汶川地震是我国近百年来发生在人口密集地区的最大的一次地震,造成了巨大的工程破坏和人员伤亡。但是源于这几十年来我国强震观测台站的迅速发展,在这次地震中,取得了我国强震观测史上最多的强震观测资料,特别是有一批近场的强震记录,使得我们详细研究本次地震的各个方面成为可能。文本着重研究了汶川地震的上盘效应。主要研究内容和结论如下:
1、选取汶川地震近场区域的地震记录,研究并获得了汶川地震的衰减关系。并在此基础上得到所选取地震记录的残差。利用经典的残差分析方法分析上下盘地震动残差的分布,从而确定汶川地震中存在上盘效应。
2、在确定汶川地震中存在上盘效应后,本文采用模型模拟上盘效应,从而定量的研究上盘效应。本文研究了前人提出来的两个上盘模型AS1996和KS2003,分别用于模拟北岭地震和集集地震中的上盘效应。发现这两个上盘模型都存在一些问题。具体是,(一)模型过于复杂,使用起来很不方便;(二)模型的主观随意性强烈,导致大量的不确定性。
3、在确定了前人提出的模型中的缺点后。本文提出了一个新的模拟上盘效应的模型。新模型可以克服前两个模型的缺点。新模型使用简单方便,减小甚至消除主观性,可以使用所有可用数据,使得误差减小到最低限度。经过将新模型用于模拟北岭地震和集集地震中的上盘效应,并与AS1996和KS2003的模拟结果比较,新模型优势明显。
4、利用新模型模拟了汶川地震中的上盘效应,具体模拟了水平地震动加速度峰值PGAH和水平加速度反应谱SAH的上盘效应。同时把模拟结果与NGA(Next Generation Attenuation Relationship)项目中的Abrahamson& Silva一组的衰减关系中的上盘因子AS NGA对汶川地震的上盘效应预测结果进行比较。发现汶川地震中的上盘效应比AS NGA的预测结果小,同时相比AS NGA的预测结果,汶川地震中的上盘效应在较远距离时仍然存在,而AS NGA预测结果显示在这个距离时,已不存在上盘效应。
Along with the increasingly development of strong earthquake observation technology, increasingly extended construction of network station for strong earthquake observation, accumulation of earthquake records especially of those from near fault area, people started to find out the absolute different performance of the near fault ground motions in comparison with ground motions in far field. Near fault ground motions possess many special characteristics, such as rupture directivity, hanging wall effect, concentration of ground motions, surface rupture and flint-step, large velocity pulse. These characteristics cause the near fault ground motions to behave differently, other than what supposedly similar to the far field ground motions. For example, in the near fault area, ground motions in some areas are strong while mild in other areas, or ground motions in long periods are fierce while mild in short periods, or even ground motions have pulse like waves. So, it is necessary to study comprehensively these characteristics or effects of near fault ground motions in order to revise the old attenuation relationships to incorporate influence of these effects on ground motions. The revised the attenuation relationships are supposed to predict near fault ground motions more accurately.

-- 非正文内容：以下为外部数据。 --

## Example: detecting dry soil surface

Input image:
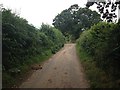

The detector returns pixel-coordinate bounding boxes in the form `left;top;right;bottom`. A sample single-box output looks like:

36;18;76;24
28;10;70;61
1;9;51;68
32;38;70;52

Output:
20;44;89;88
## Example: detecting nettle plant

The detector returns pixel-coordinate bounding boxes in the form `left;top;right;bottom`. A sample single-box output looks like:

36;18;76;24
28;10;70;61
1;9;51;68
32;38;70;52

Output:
86;0;120;22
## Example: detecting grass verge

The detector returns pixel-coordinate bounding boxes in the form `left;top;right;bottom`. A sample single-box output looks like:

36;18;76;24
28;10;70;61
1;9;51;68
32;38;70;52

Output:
2;50;53;88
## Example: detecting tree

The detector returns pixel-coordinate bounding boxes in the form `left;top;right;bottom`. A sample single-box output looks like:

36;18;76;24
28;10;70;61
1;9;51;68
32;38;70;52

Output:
53;4;101;40
86;0;120;22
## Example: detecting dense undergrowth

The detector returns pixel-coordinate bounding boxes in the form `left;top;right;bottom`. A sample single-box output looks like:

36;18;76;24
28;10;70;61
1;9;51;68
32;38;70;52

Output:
2;9;65;88
76;21;120;88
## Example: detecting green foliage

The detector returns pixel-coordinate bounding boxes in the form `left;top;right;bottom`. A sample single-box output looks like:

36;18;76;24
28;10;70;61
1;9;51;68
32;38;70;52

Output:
2;9;65;86
77;22;120;87
53;4;101;40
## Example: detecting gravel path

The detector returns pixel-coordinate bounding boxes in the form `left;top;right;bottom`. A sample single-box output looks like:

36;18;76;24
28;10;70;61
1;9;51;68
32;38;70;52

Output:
20;44;89;88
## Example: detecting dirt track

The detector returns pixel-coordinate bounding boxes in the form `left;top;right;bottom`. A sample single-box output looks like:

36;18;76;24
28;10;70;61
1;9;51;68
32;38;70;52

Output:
20;44;89;88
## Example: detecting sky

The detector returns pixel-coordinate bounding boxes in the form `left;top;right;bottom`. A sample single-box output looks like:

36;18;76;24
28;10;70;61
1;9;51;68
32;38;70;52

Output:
0;0;98;28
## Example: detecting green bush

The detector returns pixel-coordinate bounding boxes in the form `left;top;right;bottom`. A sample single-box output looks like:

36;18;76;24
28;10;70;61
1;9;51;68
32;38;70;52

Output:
2;9;65;87
77;22;120;87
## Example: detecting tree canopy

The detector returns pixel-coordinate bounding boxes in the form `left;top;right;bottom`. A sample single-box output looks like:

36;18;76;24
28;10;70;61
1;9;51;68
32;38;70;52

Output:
53;4;101;39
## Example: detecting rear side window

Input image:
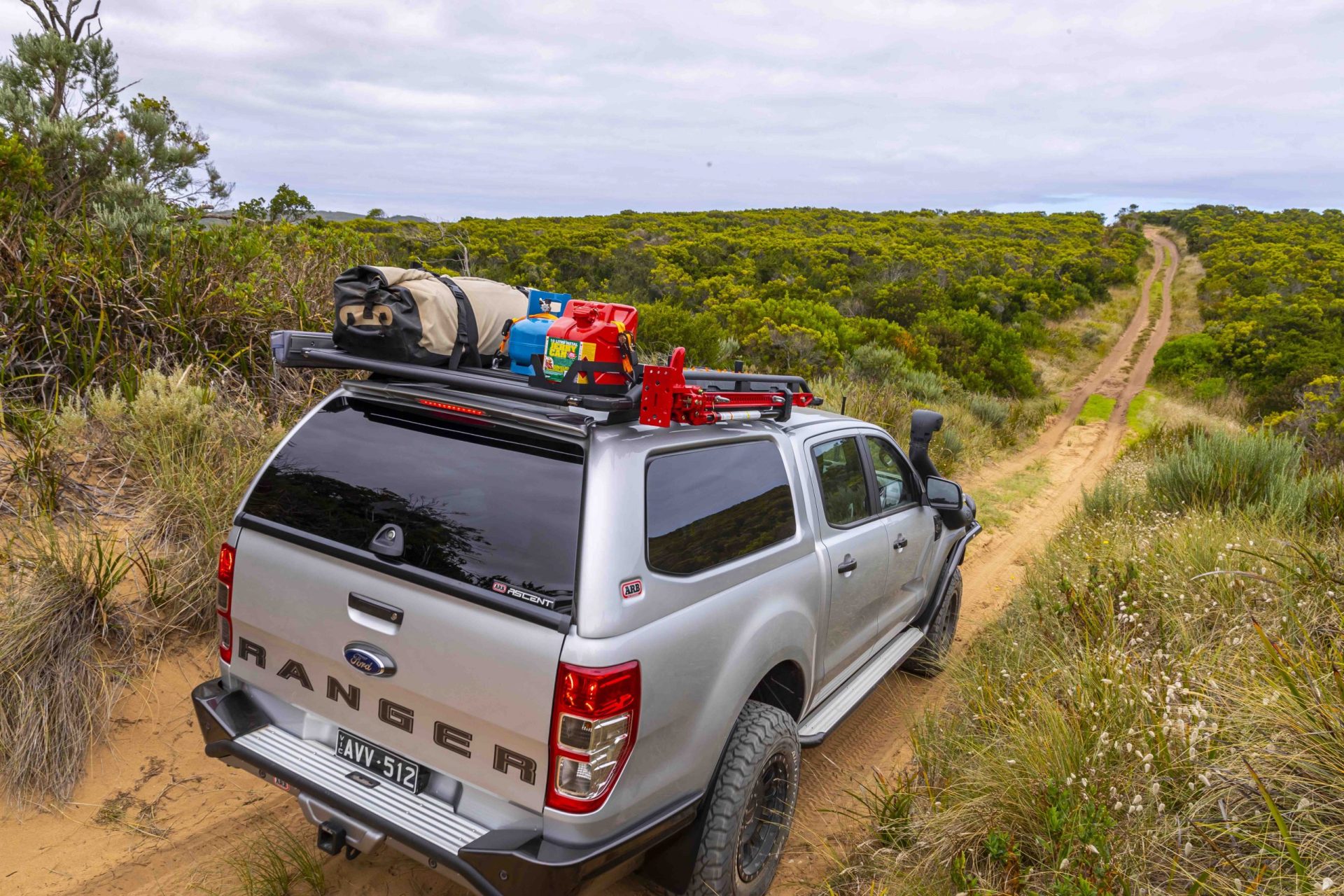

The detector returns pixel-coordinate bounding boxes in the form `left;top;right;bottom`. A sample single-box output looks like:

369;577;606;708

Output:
812;435;872;525
645;442;797;575
244;399;583;602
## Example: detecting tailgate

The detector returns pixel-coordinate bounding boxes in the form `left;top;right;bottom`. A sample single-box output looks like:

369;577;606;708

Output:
230;529;564;811
230;398;583;811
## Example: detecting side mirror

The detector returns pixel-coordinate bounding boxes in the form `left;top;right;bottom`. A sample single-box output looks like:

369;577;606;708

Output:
925;475;961;512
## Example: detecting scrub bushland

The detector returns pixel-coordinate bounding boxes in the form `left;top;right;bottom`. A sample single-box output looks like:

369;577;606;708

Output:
827;430;1344;895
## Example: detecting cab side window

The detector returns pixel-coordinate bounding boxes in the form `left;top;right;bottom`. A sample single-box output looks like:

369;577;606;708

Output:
867;435;918;510
812;435;872;525
645;440;797;575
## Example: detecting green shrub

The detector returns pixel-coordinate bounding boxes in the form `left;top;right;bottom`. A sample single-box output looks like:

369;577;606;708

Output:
1153;333;1220;386
916;309;1036;398
1301;468;1344;531
196;822;330;896
898;371;948;402
966;392;1012;427
844;342;910;382
1084;475;1138;517
1192;376;1227;402
830;430;1344;896
637;300;727;367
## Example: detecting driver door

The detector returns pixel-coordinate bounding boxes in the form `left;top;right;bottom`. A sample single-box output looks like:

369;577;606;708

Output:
808;434;891;688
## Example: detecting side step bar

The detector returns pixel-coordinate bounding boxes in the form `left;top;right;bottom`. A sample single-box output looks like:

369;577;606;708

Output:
798;627;925;747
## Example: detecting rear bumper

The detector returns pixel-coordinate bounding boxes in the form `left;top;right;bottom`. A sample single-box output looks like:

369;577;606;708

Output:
191;678;700;896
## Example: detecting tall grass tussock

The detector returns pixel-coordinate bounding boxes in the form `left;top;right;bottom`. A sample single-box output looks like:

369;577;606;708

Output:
828;431;1344;896
55;367;286;630
193;823;330;896
0;520;143;801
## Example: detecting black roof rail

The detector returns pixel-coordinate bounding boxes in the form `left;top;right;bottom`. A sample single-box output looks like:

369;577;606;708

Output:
270;330;821;426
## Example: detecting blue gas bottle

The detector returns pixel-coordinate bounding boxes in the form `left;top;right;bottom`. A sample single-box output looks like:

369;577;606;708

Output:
508;289;570;374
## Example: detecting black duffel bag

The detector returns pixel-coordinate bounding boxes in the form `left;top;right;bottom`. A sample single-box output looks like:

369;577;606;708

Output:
332;265;527;370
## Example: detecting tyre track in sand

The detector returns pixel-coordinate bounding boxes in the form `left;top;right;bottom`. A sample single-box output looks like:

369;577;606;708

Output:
774;228;1180;892
0;231;1179;896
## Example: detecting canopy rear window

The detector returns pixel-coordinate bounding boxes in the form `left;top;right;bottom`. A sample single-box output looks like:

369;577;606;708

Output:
244;398;583;603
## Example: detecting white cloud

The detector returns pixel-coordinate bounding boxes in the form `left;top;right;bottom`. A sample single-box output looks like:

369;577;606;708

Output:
0;0;1344;216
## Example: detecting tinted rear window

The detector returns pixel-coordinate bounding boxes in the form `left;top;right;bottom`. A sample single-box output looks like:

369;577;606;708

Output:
645;442;796;575
244;399;583;601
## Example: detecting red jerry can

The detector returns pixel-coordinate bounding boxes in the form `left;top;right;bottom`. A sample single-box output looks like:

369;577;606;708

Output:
542;300;640;390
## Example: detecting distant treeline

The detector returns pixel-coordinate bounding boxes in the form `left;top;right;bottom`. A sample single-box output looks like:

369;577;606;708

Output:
1147;206;1344;416
349;208;1145;396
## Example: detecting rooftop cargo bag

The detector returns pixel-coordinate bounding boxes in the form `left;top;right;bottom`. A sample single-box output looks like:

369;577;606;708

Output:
332;265;527;370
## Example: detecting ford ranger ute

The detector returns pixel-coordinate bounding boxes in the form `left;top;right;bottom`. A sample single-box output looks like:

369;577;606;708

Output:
192;332;980;896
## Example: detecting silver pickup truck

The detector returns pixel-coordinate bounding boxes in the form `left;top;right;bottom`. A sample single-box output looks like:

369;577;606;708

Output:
193;333;980;896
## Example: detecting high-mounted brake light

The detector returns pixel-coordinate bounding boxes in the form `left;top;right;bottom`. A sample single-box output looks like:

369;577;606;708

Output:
215;542;237;662
546;659;640;813
419;398;485;416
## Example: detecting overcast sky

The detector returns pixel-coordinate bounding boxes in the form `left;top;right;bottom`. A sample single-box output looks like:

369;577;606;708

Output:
0;0;1344;219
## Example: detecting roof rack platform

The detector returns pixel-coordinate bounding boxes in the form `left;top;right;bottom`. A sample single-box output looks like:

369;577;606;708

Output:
270;330;821;426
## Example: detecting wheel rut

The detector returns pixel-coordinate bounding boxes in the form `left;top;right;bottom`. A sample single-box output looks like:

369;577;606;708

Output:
0;231;1180;896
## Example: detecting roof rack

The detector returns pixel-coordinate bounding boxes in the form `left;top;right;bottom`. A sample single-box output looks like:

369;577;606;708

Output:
270;330;821;426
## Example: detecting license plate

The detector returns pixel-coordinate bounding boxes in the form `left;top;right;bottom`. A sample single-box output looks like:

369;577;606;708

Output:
336;728;428;794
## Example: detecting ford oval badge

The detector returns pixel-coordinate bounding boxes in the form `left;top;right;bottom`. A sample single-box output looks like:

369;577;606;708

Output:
345;640;396;678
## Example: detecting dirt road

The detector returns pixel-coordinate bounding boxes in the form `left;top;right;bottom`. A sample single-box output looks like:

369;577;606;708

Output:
0;232;1179;896
776;230;1180;892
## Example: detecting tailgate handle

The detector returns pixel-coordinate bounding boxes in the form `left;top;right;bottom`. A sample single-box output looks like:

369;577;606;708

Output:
349;591;406;624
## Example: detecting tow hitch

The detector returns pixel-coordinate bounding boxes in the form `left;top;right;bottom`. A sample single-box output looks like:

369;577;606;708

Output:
317;821;359;861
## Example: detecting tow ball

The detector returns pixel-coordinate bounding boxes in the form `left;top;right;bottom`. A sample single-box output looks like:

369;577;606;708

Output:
317;821;359;861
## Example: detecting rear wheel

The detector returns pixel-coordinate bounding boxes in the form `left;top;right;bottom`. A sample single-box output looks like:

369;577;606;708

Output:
690;700;802;896
902;570;961;678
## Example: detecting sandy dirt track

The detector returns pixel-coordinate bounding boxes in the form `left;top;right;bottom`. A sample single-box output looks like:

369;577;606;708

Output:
0;231;1180;896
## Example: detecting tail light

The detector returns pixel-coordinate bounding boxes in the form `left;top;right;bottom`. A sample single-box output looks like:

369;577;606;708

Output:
546;659;640;813
215;544;235;662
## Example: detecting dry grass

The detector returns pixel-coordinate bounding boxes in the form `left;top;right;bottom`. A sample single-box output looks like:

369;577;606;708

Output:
0;520;141;801
57;367;286;630
830;433;1344;896
811;371;1060;475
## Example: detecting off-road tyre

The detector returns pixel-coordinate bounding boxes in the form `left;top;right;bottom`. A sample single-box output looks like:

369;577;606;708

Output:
900;568;961;678
688;700;802;896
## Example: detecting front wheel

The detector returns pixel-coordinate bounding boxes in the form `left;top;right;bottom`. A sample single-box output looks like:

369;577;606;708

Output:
690;700;802;896
902;570;961;678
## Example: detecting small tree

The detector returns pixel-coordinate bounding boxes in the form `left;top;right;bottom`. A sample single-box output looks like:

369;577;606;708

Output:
267;184;314;224
0;0;230;225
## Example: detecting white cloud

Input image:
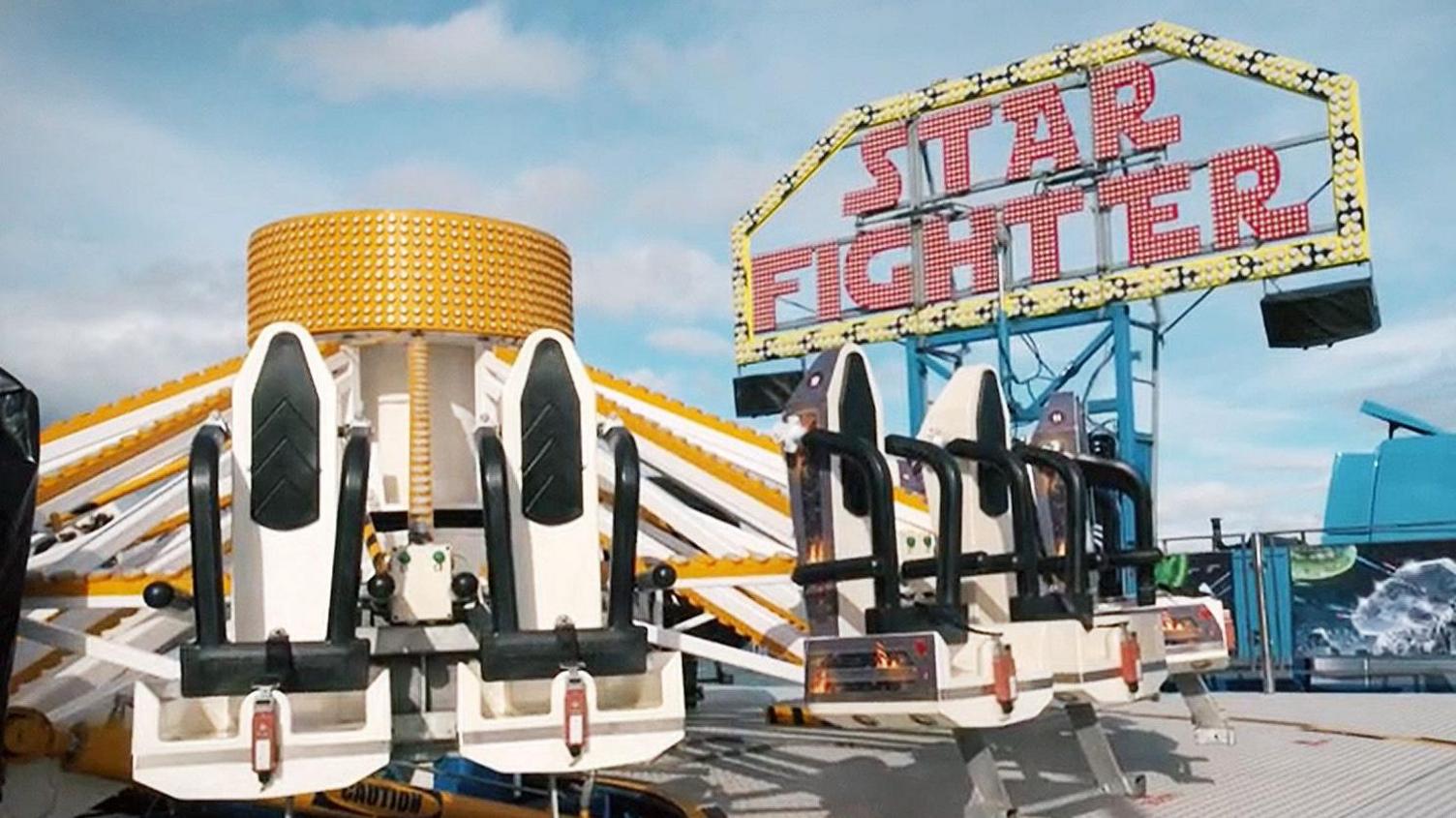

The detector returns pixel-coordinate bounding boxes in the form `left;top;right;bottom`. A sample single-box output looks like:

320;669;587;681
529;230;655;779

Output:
1158;479;1325;544
622;367;680;394
627;150;789;230
0;76;336;421
575;240;733;318
274;5;587;102
647;326;733;358
352;159;600;231
0;260;245;422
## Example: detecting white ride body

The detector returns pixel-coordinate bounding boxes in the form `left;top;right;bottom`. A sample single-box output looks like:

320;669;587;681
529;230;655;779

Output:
1097;593;1228;676
456;329;685;773
805;344;1058;729
919;365;1168;705
809;621;1057;731
131;323;392;799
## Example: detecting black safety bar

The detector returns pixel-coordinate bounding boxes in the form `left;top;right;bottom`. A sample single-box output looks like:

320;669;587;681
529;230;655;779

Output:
945;439;1041;599
899;552;1025;579
327;427;369;645
794;430;899;611
885;436;964;610
1014;441;1087;595
794;555;879;585
1076;454;1162;605
474;428;521;633
187;424;228;648
604;427;642;629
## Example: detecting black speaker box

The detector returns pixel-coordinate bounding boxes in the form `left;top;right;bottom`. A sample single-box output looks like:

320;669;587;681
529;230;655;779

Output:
733;370;804;418
1259;278;1380;349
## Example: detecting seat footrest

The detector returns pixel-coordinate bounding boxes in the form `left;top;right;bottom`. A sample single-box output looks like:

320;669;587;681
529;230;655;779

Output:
480;626;647;682
179;639;369;699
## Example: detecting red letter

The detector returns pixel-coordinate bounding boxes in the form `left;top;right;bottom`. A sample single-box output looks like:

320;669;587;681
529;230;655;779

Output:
1097;165;1198;266
1002;84;1081;180
844;225;910;312
1002;188;1083;284
916;105;991;195
748;248;814;332
1208;145;1309;249
925;207;1000;295
1092;60;1182;159
814;242;844;321
844;125;905;216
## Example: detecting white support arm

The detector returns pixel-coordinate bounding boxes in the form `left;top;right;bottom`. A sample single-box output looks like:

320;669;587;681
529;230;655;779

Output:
638;621;804;684
16;618;182;682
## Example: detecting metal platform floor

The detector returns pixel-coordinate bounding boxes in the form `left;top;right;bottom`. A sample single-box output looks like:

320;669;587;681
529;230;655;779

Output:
630;687;1456;818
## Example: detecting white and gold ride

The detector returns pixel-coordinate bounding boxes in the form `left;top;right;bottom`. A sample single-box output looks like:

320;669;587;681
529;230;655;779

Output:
456;330;685;773
783;345;1055;728
919;367;1168;706
131;323;392;799
123;211;684;801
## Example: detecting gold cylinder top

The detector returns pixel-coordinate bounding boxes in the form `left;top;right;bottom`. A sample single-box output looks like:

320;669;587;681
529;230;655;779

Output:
248;210;572;344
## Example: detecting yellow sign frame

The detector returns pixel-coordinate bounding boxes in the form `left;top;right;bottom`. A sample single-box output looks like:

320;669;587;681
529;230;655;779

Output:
731;20;1370;365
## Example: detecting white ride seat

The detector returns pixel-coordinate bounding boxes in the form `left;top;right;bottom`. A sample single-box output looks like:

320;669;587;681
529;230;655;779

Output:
919;367;1168;705
131;323;392;799
457;330;684;773
785;345;1051;729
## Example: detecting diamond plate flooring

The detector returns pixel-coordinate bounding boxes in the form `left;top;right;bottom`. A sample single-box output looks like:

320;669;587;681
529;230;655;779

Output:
620;687;1456;818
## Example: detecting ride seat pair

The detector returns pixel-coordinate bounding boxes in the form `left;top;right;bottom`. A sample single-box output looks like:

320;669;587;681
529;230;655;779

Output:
785;345;1162;726
133;323;684;799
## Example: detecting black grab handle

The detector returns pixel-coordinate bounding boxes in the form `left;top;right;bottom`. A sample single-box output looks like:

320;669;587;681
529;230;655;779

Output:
945;439;1041;598
794;430;899;610
606;427;642;629
1015;442;1087;595
187;424;228;648
885;436;964;610
1076;454;1162;605
474;428;521;633
329;427;369;645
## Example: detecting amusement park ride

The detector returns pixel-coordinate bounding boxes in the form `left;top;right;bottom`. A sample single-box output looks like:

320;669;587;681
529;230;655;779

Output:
0;15;1385;813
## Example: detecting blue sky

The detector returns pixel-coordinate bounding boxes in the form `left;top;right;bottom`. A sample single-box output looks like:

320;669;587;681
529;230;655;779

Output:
0;2;1456;534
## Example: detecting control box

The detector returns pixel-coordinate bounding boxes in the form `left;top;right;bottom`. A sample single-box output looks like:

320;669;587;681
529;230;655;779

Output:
389;543;454;624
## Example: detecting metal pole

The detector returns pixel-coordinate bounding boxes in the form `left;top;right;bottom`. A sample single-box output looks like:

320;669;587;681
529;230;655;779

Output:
1254;532;1274;693
902;336;929;436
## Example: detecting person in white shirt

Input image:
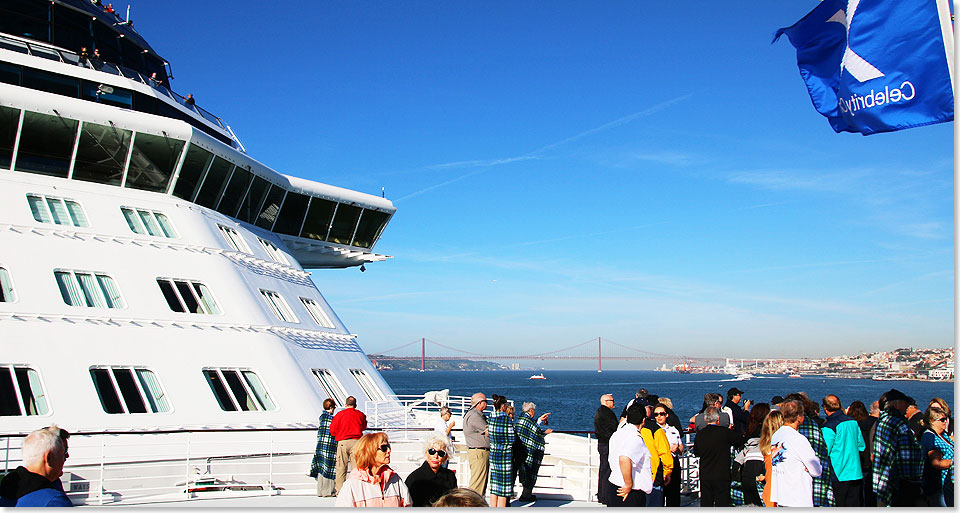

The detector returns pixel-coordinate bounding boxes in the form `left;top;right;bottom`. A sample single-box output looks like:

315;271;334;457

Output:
770;401;823;508
607;408;653;507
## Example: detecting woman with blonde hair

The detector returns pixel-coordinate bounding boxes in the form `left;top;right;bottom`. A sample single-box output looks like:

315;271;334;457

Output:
757;410;783;508
335;432;413;508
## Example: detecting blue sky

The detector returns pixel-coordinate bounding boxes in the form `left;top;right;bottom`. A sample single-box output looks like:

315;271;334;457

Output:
133;0;954;368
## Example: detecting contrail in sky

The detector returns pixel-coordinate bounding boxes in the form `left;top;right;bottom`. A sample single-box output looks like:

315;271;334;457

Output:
393;94;693;203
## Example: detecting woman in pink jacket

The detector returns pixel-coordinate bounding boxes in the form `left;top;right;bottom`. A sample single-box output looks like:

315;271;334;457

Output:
336;433;413;508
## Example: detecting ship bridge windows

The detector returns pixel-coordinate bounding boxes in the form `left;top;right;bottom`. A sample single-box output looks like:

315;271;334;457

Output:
157;278;220;315
350;369;387;401
90;367;170;414
257;237;290;265
0;267;17;303
120;207;177;239
217;224;253;255
300;297;334;328
311;369;347;406
260;289;300;322
53;270;126;308
203;369;277;411
0;365;50;417
27;194;89;227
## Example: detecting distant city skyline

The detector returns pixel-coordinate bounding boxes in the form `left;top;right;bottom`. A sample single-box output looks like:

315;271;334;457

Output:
131;0;954;369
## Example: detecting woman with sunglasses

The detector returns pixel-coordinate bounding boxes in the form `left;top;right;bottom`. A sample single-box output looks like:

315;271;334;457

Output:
920;406;953;508
406;436;457;508
335;432;413;508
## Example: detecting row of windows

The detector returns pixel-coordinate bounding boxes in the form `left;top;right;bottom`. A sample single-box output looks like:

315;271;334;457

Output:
0;102;390;248
0;364;386;417
0;267;335;328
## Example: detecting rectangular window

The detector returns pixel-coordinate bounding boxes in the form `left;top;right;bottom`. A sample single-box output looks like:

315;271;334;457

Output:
0;365;50;417
311;369;347;406
257;237;290;265
53;270;126;308
350;369;386;401
203;369;277;411
120;207;177;239
90;367;170;414
0;267;17;303
27;194;90;227
260;289;300;322
157;278;220;315
217;224;253;255
300;297;334;328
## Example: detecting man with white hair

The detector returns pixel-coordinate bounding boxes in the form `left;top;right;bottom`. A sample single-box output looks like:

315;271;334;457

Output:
0;424;73;507
513;403;553;501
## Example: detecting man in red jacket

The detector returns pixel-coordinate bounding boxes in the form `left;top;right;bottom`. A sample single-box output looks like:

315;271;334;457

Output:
330;395;367;493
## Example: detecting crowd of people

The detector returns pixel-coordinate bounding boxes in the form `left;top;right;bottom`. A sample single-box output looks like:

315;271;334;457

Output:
594;388;954;507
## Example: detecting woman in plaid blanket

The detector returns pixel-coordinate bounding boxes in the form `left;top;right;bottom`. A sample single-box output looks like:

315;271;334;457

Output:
487;394;515;508
310;398;337;497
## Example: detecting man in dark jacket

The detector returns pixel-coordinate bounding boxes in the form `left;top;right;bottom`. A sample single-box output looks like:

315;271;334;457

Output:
0;425;73;507
593;394;617;504
693;406;743;507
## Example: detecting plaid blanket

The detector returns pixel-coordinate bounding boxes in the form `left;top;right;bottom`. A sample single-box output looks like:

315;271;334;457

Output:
873;408;923;504
797;416;836;507
487;411;516;497
310;411;337;479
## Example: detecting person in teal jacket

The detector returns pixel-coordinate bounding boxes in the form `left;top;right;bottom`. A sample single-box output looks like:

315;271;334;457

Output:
821;394;869;507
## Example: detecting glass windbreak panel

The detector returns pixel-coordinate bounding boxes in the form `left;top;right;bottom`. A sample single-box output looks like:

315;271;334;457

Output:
255;185;287;230
0;104;20;169
73;122;131;185
113;369;147;413
0;267;17;303
173;144;213;201
194;156;233;208
327;203;360;244
15;367;50;415
157;279;187;312
223;370;263;411
20;68;80;98
273;192;310;235
90;369;123;414
14;112;79;178
217;167;253;217
126;132;184;192
0;367;23;417
353;209;390;248
237;176;270;223
300;198;337;240
203;370;237;411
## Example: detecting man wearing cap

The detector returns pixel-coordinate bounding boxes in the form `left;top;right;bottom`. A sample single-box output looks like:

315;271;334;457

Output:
873;389;923;506
726;387;750;435
463;392;490;496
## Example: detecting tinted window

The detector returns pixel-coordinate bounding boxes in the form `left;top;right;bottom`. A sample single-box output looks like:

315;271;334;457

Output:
126;132;184;192
237;176;270;223
173;144;213;201
194;156;233;208
300;198;337;240
217;167;253;217
327;203;360;244
256;185;287;226
73;123;130;185
0;105;20;169
15;112;78;178
353;209;390;248
273;192;310;235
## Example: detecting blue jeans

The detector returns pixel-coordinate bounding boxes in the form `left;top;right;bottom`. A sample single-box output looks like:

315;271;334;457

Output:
647;486;663;508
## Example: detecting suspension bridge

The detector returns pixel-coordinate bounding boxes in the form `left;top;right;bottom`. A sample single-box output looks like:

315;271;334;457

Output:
370;337;726;371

Wenchuan earthquake is the biggest one happened in densely populated area in our country. It caused such huge damage and heavy casualty. However, due to the rapid construction of strong-motion instrument in recent years, a large set of data has been obtained in this earthquake. This is the biggest set of strong ground motion data ever since, and enable an in-depth research into the aspects of this earthquake. This study focuses on the hanging wall effect of Wenchuan earthquake, and the main work includes:
1. Selected near fault data of Wenchuan earthquake and data were processed, collected and classified. Based on the selected data, the Wenchuan earthquake specific attenuation relationship was regressed. Then, residuals of chosen data were obtained by subtracting attenuation relationship from original data. The hanging wall effect in Wenchuan earthquake was identified after the distribution of residuals on hanging wall and footwall was analyzed.
2. After the recognition of hanging wall effect in Wenchuan earthquake, it is necessary to model the hanging wall effect for quantitative analysis of the hanging wall effect in the earthquake. There are two models AS1996 and KS2003 as denoted in this study put forward by previous researchers to the hanging wall effect in Northridge earthquake and Chi-Chi earthquake respectively. However, after a comprehensive analysis of the two models, some drawbacks are identified with the models. Specifically, firstly, the two models are complex and used with inconvenience; the other, the two models introduced large portion of subjectivity, to lead to big uncertainty as a result.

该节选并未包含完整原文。